The twist in the story is that there’s another nation that also has vibranium and the U.S., in secret, sends an exploratory vessel into the ocean and before they can report their findings to the world, the operatives are killed by the supernatural, otherworldly power of Talokan, an aquatic, ancient civilization (underwater ) that is ruled by Namor (Tenoch Huerta) known to his people as a god who can live in the water and who is able to fly because of the wings attached to his ankles.
M’Baku (Winston Duke), the sharped-tongue leader of the mountain tribe, tells the truth plainly saying: “His people do not call him general or king. They call him K’ukulkan. The feather serpent god. Killing him will risk eternal war.”
Namor understands the motivation of the surface world much better than the Wakandans. In fact, he tries to warn them not to ever trust white people and he requests that the Talokans work with the Wakandans and extends an invitation to Shuri to help him burn the whole surface world.

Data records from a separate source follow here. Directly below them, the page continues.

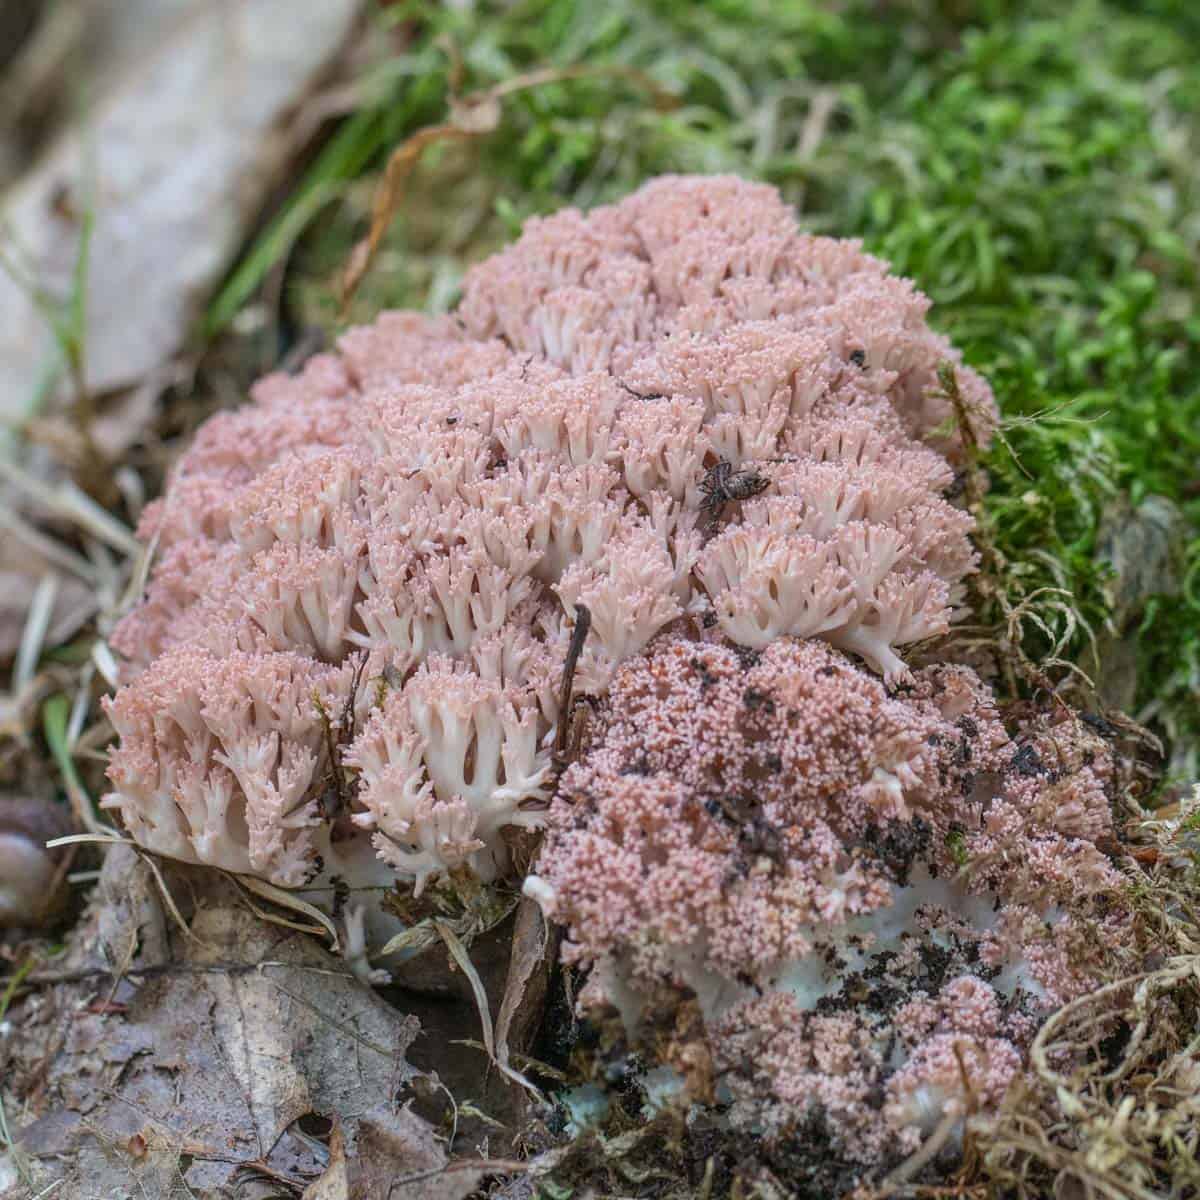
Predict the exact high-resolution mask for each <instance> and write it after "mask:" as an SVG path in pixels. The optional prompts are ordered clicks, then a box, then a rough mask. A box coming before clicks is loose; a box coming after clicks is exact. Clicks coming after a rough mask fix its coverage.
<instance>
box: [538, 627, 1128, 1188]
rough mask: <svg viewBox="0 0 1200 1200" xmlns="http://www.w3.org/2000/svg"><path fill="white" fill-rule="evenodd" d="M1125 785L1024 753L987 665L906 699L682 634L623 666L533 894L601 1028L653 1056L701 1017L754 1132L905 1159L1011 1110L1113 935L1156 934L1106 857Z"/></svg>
mask: <svg viewBox="0 0 1200 1200" xmlns="http://www.w3.org/2000/svg"><path fill="white" fill-rule="evenodd" d="M682 624H685V623H682ZM1110 770H1111V760H1110V756H1109V755H1108V751H1106V750H1105V748H1104V744H1103V743H1102V742H1099V739H1097V738H1094V737H1093V736H1091V734H1090V733H1088V732H1087V731H1086V730H1085V728H1084V727H1082V725H1081V724H1078V722H1073V721H1072V722H1063V724H1058V725H1050V724H1046V722H1042V724H1038V725H1034V726H1031V727H1030V728H1027V730H1026V731H1025V732H1024V734H1021V737H1020V740H1018V742H1014V740H1013V739H1010V738H1009V736H1008V733H1007V732H1006V730H1004V727H1003V725H1002V724H1001V722H1000V720H998V716H997V713H996V710H995V708H994V706H992V702H991V698H990V694H989V692H988V689H986V688H985V686H984V685H983V684H982V683H980V682H979V680H978V679H977V678H976V677H974V676H973V674H972V672H970V671H968V670H966V668H964V667H953V666H937V667H926V668H924V670H922V671H920V672H918V673H917V674H916V677H914V679H913V680H912V683H911V684H910V685H908V686H906V688H902V689H900V690H898V691H895V692H893V694H889V692H887V691H886V690H884V688H883V686H882V685H881V683H880V682H878V680H877V679H876V678H874V677H872V676H870V674H869V673H866V672H865V671H863V670H862V668H860V667H858V666H856V665H854V664H853V662H852V661H850V660H848V659H847V658H846V656H845V655H844V654H841V653H839V652H838V650H834V649H833V648H830V647H828V646H826V644H823V643H822V642H821V641H794V640H790V638H781V640H776V641H774V642H772V643H770V644H769V646H768V647H767V648H766V649H764V650H762V652H761V653H760V652H757V650H752V649H750V650H748V649H746V648H744V647H740V646H734V644H731V643H728V642H725V641H724V640H720V638H716V637H714V635H713V634H712V632H707V634H697V632H696V631H695V630H692V631H690V632H689V631H688V630H686V629H683V628H682V629H679V630H678V631H672V632H670V634H665V635H662V636H661V637H660V638H658V640H656V642H655V643H654V644H653V646H652V648H650V652H649V653H648V654H647V655H644V656H642V658H640V659H636V660H632V661H630V662H626V664H625V665H624V666H623V667H622V668H620V670H619V671H618V673H617V677H616V679H614V682H613V684H612V686H611V689H610V692H608V696H607V698H606V701H605V702H604V704H602V707H601V712H600V714H599V716H598V725H596V728H595V730H594V731H593V734H592V743H590V745H589V746H588V749H587V751H586V754H584V755H583V756H582V758H580V760H578V761H577V762H576V763H575V764H572V766H571V767H570V768H569V770H568V772H566V773H565V775H564V776H563V780H562V782H560V786H559V790H558V793H557V796H556V798H554V800H553V804H552V806H551V810H550V815H548V826H550V828H548V833H547V836H546V841H545V845H544V848H542V852H541V854H540V858H539V862H538V868H536V874H535V875H532V876H530V877H529V878H528V880H527V881H526V892H527V894H529V895H532V896H534V898H535V899H536V900H538V901H539V902H540V904H541V906H542V907H544V910H545V911H546V912H547V914H548V916H550V917H551V918H553V919H554V920H557V922H559V923H560V924H563V925H565V926H566V929H568V942H566V943H565V948H564V956H565V959H566V960H568V961H575V962H578V964H583V965H586V966H588V967H589V968H590V974H589V978H588V983H587V985H586V988H584V989H583V992H582V995H581V1004H582V1007H583V1008H584V1009H586V1010H589V1012H592V1013H594V1014H595V1013H600V1014H602V1013H604V1012H605V1010H606V1009H607V1010H616V1012H617V1013H618V1014H619V1016H620V1024H622V1025H623V1027H624V1028H625V1030H628V1031H629V1032H630V1033H631V1034H632V1036H634V1040H635V1043H636V1042H637V1040H638V1039H640V1037H638V1036H640V1034H641V1040H642V1042H646V1040H647V1038H649V1039H650V1042H652V1043H653V1037H652V1034H653V1031H654V1028H655V1008H656V1006H661V1004H662V1003H664V1002H666V1003H667V1004H668V1006H670V1007H672V1008H676V1007H678V1006H679V1004H680V1003H682V1002H686V998H688V997H694V1000H695V1002H696V1004H697V1006H698V1010H700V1014H701V1016H702V1024H703V1026H704V1032H703V1033H702V1039H703V1040H704V1042H706V1043H707V1046H708V1050H709V1052H710V1061H712V1062H713V1063H714V1064H715V1069H716V1072H718V1074H719V1075H720V1076H721V1078H722V1079H724V1081H725V1086H726V1088H727V1090H728V1094H730V1098H731V1099H732V1100H733V1109H732V1112H731V1120H733V1121H734V1123H743V1122H744V1123H745V1124H748V1126H749V1127H750V1128H754V1129H760V1130H766V1132H767V1133H768V1134H770V1135H773V1136H774V1135H779V1136H785V1135H786V1134H787V1133H788V1130H791V1129H794V1127H796V1124H797V1123H798V1122H803V1121H804V1120H805V1118H806V1117H815V1116H817V1115H820V1117H821V1120H822V1121H823V1122H824V1124H826V1127H827V1128H828V1130H829V1132H830V1136H832V1138H833V1142H834V1145H835V1147H836V1150H838V1153H840V1154H841V1156H842V1157H845V1158H847V1159H851V1160H857V1162H859V1163H863V1164H865V1165H871V1164H874V1165H878V1164H880V1163H881V1162H884V1160H886V1159H887V1157H888V1156H889V1154H894V1153H896V1152H898V1151H899V1152H905V1151H911V1150H913V1148H914V1147H916V1146H917V1145H918V1144H919V1141H920V1140H922V1138H923V1136H925V1135H928V1134H931V1133H932V1132H934V1129H935V1127H937V1126H938V1124H940V1123H941V1122H942V1121H943V1120H955V1118H960V1117H962V1116H964V1115H966V1112H967V1111H968V1110H971V1109H976V1108H984V1106H989V1105H994V1104H995V1103H996V1102H998V1099H1000V1097H1001V1096H1002V1094H1003V1092H1004V1090H1006V1087H1007V1086H1008V1082H1009V1081H1010V1080H1012V1078H1013V1076H1014V1075H1015V1073H1016V1072H1018V1070H1019V1069H1021V1064H1022V1055H1024V1051H1025V1050H1026V1048H1027V1043H1028V1038H1030V1036H1031V1034H1032V1031H1033V1028H1034V1026H1036V1016H1037V1015H1038V1014H1039V1013H1043V1012H1044V1010H1045V1009H1046V1008H1048V1007H1050V1006H1054V1004H1060V1003H1062V1002H1063V1001H1066V1000H1069V998H1072V997H1073V996H1074V995H1078V994H1079V992H1080V991H1082V990H1085V989H1086V988H1087V986H1088V985H1092V984H1094V980H1096V968H1097V966H1098V959H1097V943H1096V938H1097V937H1102V938H1108V940H1114V938H1121V937H1128V936H1129V928H1130V926H1129V919H1128V918H1129V914H1128V910H1127V908H1124V907H1122V906H1121V905H1120V902H1114V901H1115V900H1117V899H1118V896H1120V876H1118V875H1117V872H1116V871H1115V869H1114V868H1112V866H1111V865H1110V864H1109V863H1108V860H1106V859H1105V858H1104V856H1103V854H1102V853H1100V851H1099V850H1098V847H1097V846H1096V844H1094V840H1093V839H1096V838H1098V836H1102V835H1103V833H1104V832H1106V830H1108V829H1109V821H1110V816H1109V814H1110V804H1109V796H1108V791H1106V787H1105V781H1106V778H1108V775H1109V773H1110ZM1088 930H1090V931H1091V932H1090V936H1087V935H1085V931H1088ZM650 1049H652V1052H658V1054H660V1055H661V1056H662V1057H664V1058H665V1061H666V1062H668V1063H671V1064H672V1066H677V1067H679V1068H680V1070H682V1073H683V1074H684V1075H685V1076H686V1075H688V1069H686V1066H685V1064H686V1063H689V1062H696V1061H707V1060H703V1058H702V1056H700V1055H698V1054H697V1052H696V1050H695V1048H694V1046H692V1048H691V1049H690V1050H689V1048H688V1046H680V1045H677V1044H673V1045H668V1046H666V1048H665V1049H664V1048H662V1046H661V1045H659V1046H653V1044H652V1045H650ZM689 1082H692V1085H694V1091H697V1088H695V1082H696V1081H695V1080H689ZM703 1082H704V1081H703V1080H701V1084H703ZM698 1091H700V1092H703V1086H701V1087H700V1088H698Z"/></svg>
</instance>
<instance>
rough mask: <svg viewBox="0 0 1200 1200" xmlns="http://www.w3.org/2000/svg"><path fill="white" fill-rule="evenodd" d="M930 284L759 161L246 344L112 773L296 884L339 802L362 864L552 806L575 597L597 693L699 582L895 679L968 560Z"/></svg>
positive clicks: (939, 343) (154, 838)
mask: <svg viewBox="0 0 1200 1200" xmlns="http://www.w3.org/2000/svg"><path fill="white" fill-rule="evenodd" d="M926 308H928V301H926V300H925V299H924V298H923V296H922V295H920V294H919V293H918V292H916V290H914V289H913V288H912V287H911V286H910V284H908V283H907V282H905V281H902V280H896V278H894V277H892V276H889V275H888V274H887V266H886V264H884V263H882V262H880V260H878V259H875V258H871V257H870V256H866V254H864V253H862V251H860V250H859V247H858V246H857V245H856V244H853V242H839V241H833V240H829V239H823V238H812V236H809V235H808V234H803V233H800V232H799V230H798V229H797V227H796V222H794V217H793V215H792V212H791V210H790V209H788V208H787V206H786V205H784V203H782V202H781V200H780V198H779V197H778V194H776V193H775V192H774V191H773V190H772V188H769V187H764V186H762V185H751V184H746V182H743V181H740V180H737V179H733V178H715V179H710V178H665V179H660V180H656V181H654V182H652V184H649V185H648V186H647V187H644V188H642V190H641V191H640V192H637V193H636V194H634V196H631V197H629V198H628V199H625V200H624V202H622V203H620V204H617V205H614V206H611V208H602V209H598V210H595V211H593V212H590V214H588V215H583V214H580V212H577V211H574V210H569V211H564V212H559V214H557V215H554V216H552V217H546V218H540V220H534V221H530V222H529V224H528V227H527V228H526V232H524V234H523V236H522V238H521V239H520V240H518V241H517V242H516V244H515V245H514V246H512V247H510V248H509V250H506V251H504V252H502V253H500V254H497V256H496V257H493V258H491V259H488V260H487V262H486V263H484V264H481V265H479V266H476V268H475V269H474V270H473V271H472V272H470V274H469V275H468V278H467V282H466V288H464V295H463V300H462V304H461V306H460V310H458V313H457V316H456V317H450V318H446V317H439V318H425V317H420V316H418V314H414V313H385V314H384V316H383V317H380V318H379V320H378V322H377V323H376V324H374V325H372V326H368V328H364V329H355V330H352V331H350V332H348V334H347V335H346V336H344V337H343V338H342V342H341V346H340V353H338V354H336V355H320V356H318V358H316V359H313V360H311V361H310V362H308V365H307V366H306V367H305V368H304V371H302V372H301V373H300V374H299V376H295V377H293V378H288V377H284V376H271V377H269V378H266V379H264V380H262V382H260V383H259V384H258V385H257V386H256V389H254V391H253V397H252V403H251V404H250V406H247V407H246V408H242V409H240V410H238V412H233V413H223V414H220V415H217V416H215V418H212V419H211V420H210V421H209V422H208V424H206V425H205V426H204V427H203V428H202V430H200V431H199V433H198V434H197V437H196V439H194V442H193V444H192V446H191V449H190V450H188V451H187V454H186V455H185V456H184V457H182V460H181V461H180V462H179V463H178V466H176V468H175V470H174V473H173V476H172V480H170V484H169V486H168V488H167V492H166V494H164V496H163V498H162V499H161V500H158V502H156V503H155V504H154V505H152V506H151V509H150V510H148V512H146V517H145V520H144V521H143V526H142V530H140V533H142V535H143V536H144V538H146V539H150V538H154V539H156V545H157V551H158V557H157V563H156V566H155V570H154V574H152V576H151V581H150V584H149V588H148V590H146V594H145V598H144V599H143V601H142V604H140V605H139V607H138V608H136V610H134V611H133V612H132V613H131V614H130V616H128V617H127V618H126V619H125V620H124V622H122V623H121V625H120V626H119V628H118V629H116V631H115V632H114V635H113V640H112V641H113V646H114V648H115V649H116V650H118V652H119V653H120V654H122V655H124V656H125V659H126V660H127V664H128V666H127V679H128V682H127V684H126V685H125V688H124V689H122V690H121V691H120V692H119V694H118V696H116V698H115V700H114V701H113V702H112V704H110V708H109V712H110V715H112V719H113V722H114V725H115V727H116V730H118V733H119V734H120V738H121V744H120V746H119V749H118V750H116V751H115V752H114V755H113V764H112V769H110V778H112V780H113V785H114V792H113V794H112V796H110V797H109V798H108V799H107V802H106V803H107V805H108V806H109V808H112V809H115V810H119V811H120V812H121V815H122V817H124V821H125V823H126V826H127V828H128V829H130V830H131V833H132V834H133V835H134V836H136V838H138V840H139V841H142V842H144V844H145V845H146V846H149V847H151V848H154V850H157V851H160V852H162V853H166V854H170V856H173V857H176V858H180V859H185V860H191V862H200V863H210V864H214V865H218V866H222V868H226V869H230V870H238V871H248V872H252V874H257V875H260V876H263V877H265V878H268V880H271V881H274V882H276V883H280V884H284V886H289V887H295V886H300V884H305V883H306V882H308V881H311V880H312V878H314V877H316V875H317V874H318V872H319V871H320V870H322V869H324V870H325V872H326V874H328V872H329V871H330V870H331V868H332V865H334V863H335V862H336V863H338V864H341V859H342V858H343V857H344V853H346V852H347V851H348V850H349V848H350V847H349V846H348V844H347V842H348V840H349V841H354V840H355V838H359V840H362V838H364V836H365V835H356V834H355V833H354V830H355V829H361V830H365V832H367V833H368V834H370V839H371V844H372V845H373V848H374V852H376V853H377V854H378V858H379V859H380V863H379V864H378V869H377V868H371V869H370V870H368V874H371V875H373V876H378V877H386V871H388V870H389V869H390V870H391V871H392V872H395V876H397V877H400V878H401V880H409V881H412V882H414V883H415V886H416V887H418V888H420V887H421V886H422V884H424V883H425V881H426V880H428V878H431V877H436V876H437V875H438V874H440V872H445V871H448V870H451V869H457V868H464V866H466V868H470V869H473V870H475V871H476V872H478V874H480V875H481V876H482V877H484V878H490V877H493V876H494V875H496V874H497V872H503V871H504V870H505V868H506V863H508V851H506V846H505V842H504V830H505V829H509V828H514V827H517V828H520V827H528V826H534V824H536V823H539V822H540V821H541V820H542V814H541V810H544V808H545V804H546V802H547V799H548V796H550V785H548V779H550V776H548V769H550V751H551V748H552V745H553V743H554V736H556V726H557V722H558V721H559V719H560V718H562V714H559V713H558V712H557V708H556V679H557V676H558V673H559V672H560V670H562V664H563V659H564V655H565V648H566V644H568V642H569V638H570V626H571V614H572V613H574V611H575V606H576V605H584V606H587V607H588V608H589V610H590V613H592V617H593V625H592V635H590V637H589V640H588V642H587V646H586V649H584V654H583V659H582V661H581V662H580V666H578V674H577V685H578V688H580V689H581V690H583V691H587V692H590V694H592V695H593V696H600V695H602V694H604V691H605V690H606V688H607V686H608V682H610V679H611V678H612V676H613V672H614V671H616V670H617V668H618V667H619V665H620V664H622V662H623V661H625V660H628V659H629V658H631V656H636V655H638V654H641V653H643V649H644V647H646V644H647V643H648V642H649V641H650V638H653V637H654V635H655V634H656V632H659V630H661V629H662V628H664V626H665V625H667V624H668V623H670V622H672V620H674V619H677V618H678V617H680V616H682V614H685V613H706V614H708V617H707V619H709V620H712V622H715V623H716V624H718V625H719V626H720V628H721V630H722V631H724V632H725V634H726V635H727V636H728V637H731V638H732V640H733V641H734V642H738V643H740V644H743V646H746V647H754V648H763V647H767V646H769V644H770V643H772V642H773V641H774V640H776V638H779V637H782V636H793V637H796V636H799V637H809V636H818V637H822V638H824V640H827V641H828V642H832V643H833V644H834V646H839V647H842V648H844V649H847V650H851V652H853V653H856V654H858V655H860V656H862V658H863V659H864V660H865V661H866V662H868V665H869V666H870V667H871V668H872V670H875V671H878V672H880V673H882V674H883V676H884V677H886V678H887V679H888V680H902V679H905V678H907V677H908V671H907V667H906V666H905V662H904V660H902V658H901V656H900V649H901V648H902V647H904V646H905V644H908V643H911V642H913V641H918V640H922V638H925V637H929V636H931V635H935V634H938V632H942V631H944V630H946V629H947V628H948V623H949V620H950V619H952V616H953V606H954V604H955V602H956V600H958V598H959V594H960V583H961V580H962V577H964V576H965V575H966V574H967V572H968V571H971V570H972V568H973V565H974V557H973V552H972V550H971V545H970V541H968V536H967V535H968V532H970V528H971V521H970V518H968V517H967V516H966V515H965V514H962V512H961V511H960V510H958V509H955V508H953V506H952V505H950V504H948V503H947V502H946V499H944V498H943V497H942V492H943V491H944V490H946V487H947V486H948V485H949V482H950V479H952V472H950V469H949V467H948V464H947V461H946V460H944V458H943V457H942V454H941V452H938V450H935V449H931V448H930V445H931V444H932V443H931V442H930V440H929V439H931V438H932V437H934V431H935V428H936V427H937V426H940V425H941V424H942V422H943V421H944V418H946V416H947V409H946V404H944V401H943V400H941V398H938V395H940V394H938V390H937V388H936V371H937V366H938V362H940V361H942V360H944V359H950V360H956V356H955V354H954V352H953V350H952V349H950V348H949V347H948V346H947V344H946V342H944V340H942V338H941V337H938V336H937V335H935V334H934V332H931V331H930V330H929V328H928V325H926V324H925V319H924V318H925V311H926ZM958 371H959V378H960V385H961V386H962V388H964V389H965V390H966V392H967V394H968V396H970V397H971V400H972V403H973V410H974V419H976V420H977V422H978V431H979V432H980V433H986V431H988V430H989V428H990V425H991V422H992V421H994V406H992V402H991V398H990V395H989V392H988V389H986V386H985V385H984V384H983V382H982V380H979V379H978V378H977V377H976V376H974V374H973V373H972V372H971V371H970V370H967V368H965V367H961V366H960V367H959V368H958ZM923 439H924V440H923ZM926 443H928V444H926ZM940 450H941V451H944V452H948V454H953V452H954V446H953V445H952V444H949V443H942V444H940ZM485 644H486V648H487V649H486V659H487V662H486V664H485V662H484V661H482V655H481V650H482V649H484V648H485ZM361 655H366V661H364V660H362V659H361ZM383 680H388V682H386V683H383ZM864 685H865V684H864ZM845 751H846V752H852V751H851V748H850V745H848V744H847V746H846V748H845ZM335 758H336V761H334V760H335ZM338 780H341V782H342V784H346V786H347V787H348V788H349V791H350V792H352V793H353V794H352V808H353V812H352V817H353V821H352V823H350V824H349V826H347V827H344V828H341V829H340V832H338V834H337V836H336V838H332V836H331V835H330V829H329V828H328V827H329V826H330V821H329V818H328V814H326V806H325V805H324V804H323V803H320V799H322V794H323V793H324V792H326V791H328V790H329V787H330V786H331V781H332V782H335V784H337V782H338ZM338 786H341V784H338ZM884 792H886V788H884ZM880 794H881V796H882V794H883V792H881V793H880ZM880 803H888V802H884V800H881V802H880ZM354 854H355V856H358V857H359V858H360V859H361V857H362V856H361V852H360V851H359V850H358V848H355V850H354ZM352 857H353V856H352ZM367 857H370V854H368V856H367ZM380 870H382V871H383V875H380ZM871 886H872V884H871V883H870V882H869V881H868V882H864V883H863V884H862V888H863V892H862V894H863V895H864V896H870V895H871V894H872V893H871V890H870V889H871ZM847 895H848V896H850V899H847V901H846V902H848V904H854V902H858V901H856V900H854V899H853V896H856V895H858V892H857V890H854V888H851V892H850V893H847ZM863 902H868V901H866V900H864V901H863ZM791 936H793V937H794V936H798V935H796V934H794V932H793V934H792V935H791Z"/></svg>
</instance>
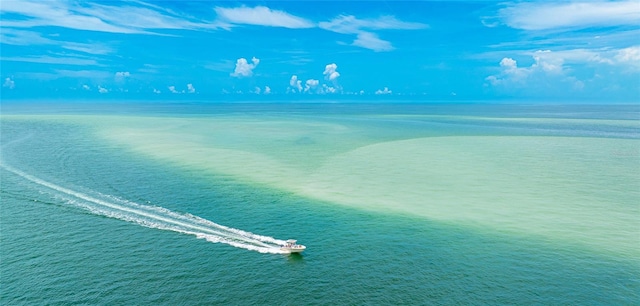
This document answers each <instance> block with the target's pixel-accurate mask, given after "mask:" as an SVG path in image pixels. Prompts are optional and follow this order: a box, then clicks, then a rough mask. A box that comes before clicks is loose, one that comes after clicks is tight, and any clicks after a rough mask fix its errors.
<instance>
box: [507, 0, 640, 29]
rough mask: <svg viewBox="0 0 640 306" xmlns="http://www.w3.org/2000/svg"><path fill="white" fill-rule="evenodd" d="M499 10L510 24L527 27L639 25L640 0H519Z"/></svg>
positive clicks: (612, 25) (567, 27)
mask: <svg viewBox="0 0 640 306" xmlns="http://www.w3.org/2000/svg"><path fill="white" fill-rule="evenodd" d="M498 14H499V18H501V19H502V20H503V21H504V22H505V23H506V24H507V25H508V26H510V27H512V28H516V29H523V30H549V29H562V28H564V29H568V28H574V29H575V28H590V27H596V26H625V25H628V26H636V25H637V24H638V22H639V21H640V5H638V1H637V0H627V1H602V0H595V1H572V2H559V3H557V2H545V1H540V2H516V3H514V4H510V5H508V6H507V7H506V8H503V9H501V10H500V11H499V13H498Z"/></svg>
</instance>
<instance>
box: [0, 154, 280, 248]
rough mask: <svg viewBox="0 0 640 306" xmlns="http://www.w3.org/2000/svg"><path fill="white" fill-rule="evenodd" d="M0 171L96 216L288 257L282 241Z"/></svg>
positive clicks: (199, 218)
mask: <svg viewBox="0 0 640 306" xmlns="http://www.w3.org/2000/svg"><path fill="white" fill-rule="evenodd" d="M0 167H2V168H4V169H5V170H7V171H9V172H12V173H14V174H16V175H19V176H21V177H22V178H25V179H27V180H29V181H31V182H33V183H36V184H38V185H40V186H44V187H47V188H49V189H51V190H54V191H57V192H59V193H60V194H56V196H57V197H61V198H62V199H64V200H66V201H67V203H69V204H72V205H75V206H77V207H81V208H83V209H86V210H88V211H90V212H91V213H94V214H96V215H101V216H106V217H110V218H115V219H119V220H124V221H128V222H132V223H136V224H139V225H142V226H145V227H149V228H157V229H161V230H169V231H174V232H178V233H183V234H189V235H194V236H196V237H198V238H200V239H205V240H207V241H209V242H213V243H225V244H228V245H231V246H234V247H237V248H243V249H247V250H252V251H257V252H260V253H273V254H285V253H287V252H283V251H282V250H280V245H283V244H285V241H283V240H279V239H275V238H273V237H268V236H261V235H256V234H253V233H250V232H246V231H243V230H239V229H234V228H230V227H226V226H224V225H220V224H217V223H214V222H212V221H209V220H206V219H203V218H200V217H198V216H194V215H191V214H183V213H177V212H174V211H171V210H168V209H166V208H162V207H157V206H149V205H142V204H138V203H134V202H130V201H127V200H124V199H120V198H118V197H114V196H109V195H102V194H100V196H101V197H104V198H107V199H108V200H102V199H98V198H96V197H93V196H90V195H87V194H84V193H81V192H77V191H74V190H71V189H67V188H64V187H62V186H58V185H55V184H53V183H50V182H47V181H44V180H41V179H39V178H37V177H35V176H32V175H29V174H27V173H24V172H22V171H20V170H17V169H14V168H12V167H10V166H7V165H5V164H3V163H0Z"/></svg>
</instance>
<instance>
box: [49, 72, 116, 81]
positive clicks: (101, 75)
mask: <svg viewBox="0 0 640 306" xmlns="http://www.w3.org/2000/svg"><path fill="white" fill-rule="evenodd" d="M55 72H56V73H57V77H66V78H79V79H94V80H97V79H100V80H102V79H105V80H106V79H109V78H111V76H112V74H111V73H109V72H107V71H100V70H64V69H57V70H55Z"/></svg>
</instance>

The power of women pulsates in this second installment in a way that creeps into your very bones. The story’s focus is on Shuri as she tries to manage her deep grief, which is tinged with guilt for not being able to use her scientific abilities to save her brother. Coogler (smartly, and slyly) infuses the opposite side with woman power as well, casting comedic actress Julia Louis-Dreyfuss as the head of the CIA, who is many steps in front of her ex-husband, Agent Ross (Martin Freeman), and openly ruthless as a representation of today’s America.
The other role that hits home is the development of M’Baku—all hail to Hanuman, whose wise council is always delicately laced with wit.
What hits hardest is watching Africans and Mexicans fight each other when we all know (and this is history, not opinion) the real enemies are the white/European nations that think nothing of genocide and enslaving our people. So to watch the heroes of Wakanda fight for their lives against evenly matched opponents of color (blue hue, to be exact) is heart-breaking, but the masterful storytelling of Coogler saves the day and without sharing any spoilers, he shows the world clearly that he “understood the assignment.”
In “Black Panther: Wakanda Forever” Coogler teamed again with co-screenwriter Joe Robert Cole where the team expanded on key characters, layering their grief in the appropriate places and adding dynamic new characters that crack up the viewers’ imagination.
Coogler pulls of debuting a brand-new underwater empire that’s like experiencing a fever dream while still exploring the characters of Okoye (Danai Gurira), the head of Wakanda’s all-female special forces, War Dog Nakia (Lupita Nyong’o) and introducing us to Riri Williams (Dominique Thorne), an MIT prodigy, and the underwater Talokans’ warriors/protectors Attuma (Alex Livinalli) and Namora (Mabel Cadena) who are just as effective, motivated and fierce as the Dora Milaje.